Darcie L. Moore, PhD
Position title: Associate Professor, Neuroscience
PhD, University of Miami
Contact Information
1111 Highland Avenue
Room 5505 WIMR-II
Madison, WI 53705
(608) 265-7836
darcie.moore@wisc.edu
Moore Lab Website
Research Statement
Throughout life, stem cells are responsible for replenishing and regenerating tissue, fundamentally maintaining “youthfulness.” However, with aging, this ability is decreased, resulting in effects such as cognitive impairment, reduced immune response, deterioration of skeletal muscle, and difficulty in wound healing, for example. To develop methods to improve or rescue aging of somatic stem cells, we must understand not only how they age, but also how they remain young. Recently, we have shown that neural stem cells (NSCs) asymmetrically segregate cargoes (e.g. damaged proteins) when they divide, leaving one daughter cell more “clean” than the other. In addition, we have identified a diffusion barrier in the endoplasmic reticulum membrane in dividing NSCs that may limit the movement of these cargoes.

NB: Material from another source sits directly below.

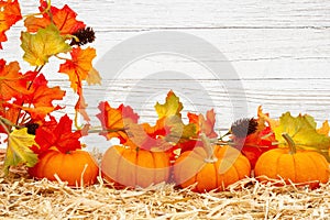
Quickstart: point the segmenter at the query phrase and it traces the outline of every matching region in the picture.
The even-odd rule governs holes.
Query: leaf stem
[[[24,127],[20,127],[20,125],[14,124],[14,123],[11,122],[10,120],[8,120],[8,119],[6,119],[6,118],[3,118],[3,117],[1,117],[1,116],[0,116],[0,124],[1,124],[1,127],[6,130],[6,132],[7,132],[8,134],[10,133],[10,129],[8,129],[7,125],[9,125],[9,127],[14,127],[14,128],[16,128],[16,129],[23,129],[23,128],[24,128]]]
[[[294,140],[288,135],[288,133],[282,133],[282,136],[289,146],[289,153],[290,154],[297,153],[296,144],[295,144]]]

Indeed, we have found that diffusion barrier strength weakens with age, correlating with a more symmetric distribution of aging factors, suggesting that this may be a mechanism for the segregation (Moore et al, 2015, Science).
In mammalian NSCs, the daughter cell which inherits the damage has a slower proliferation rate than the more “clean” daughter, suggesting that this process may be utilized by the cell as a method of cellular rejuvenation (Moore et al, 2015, Science). We hypothesize that stem cells use the asymmetric segregation of cargoes as a mechanism to remain “young,” and that loss of this asymmetry and the weakening of the diffusion barrier with age greatly contributes to the stem cell aging phenotype seen in the body.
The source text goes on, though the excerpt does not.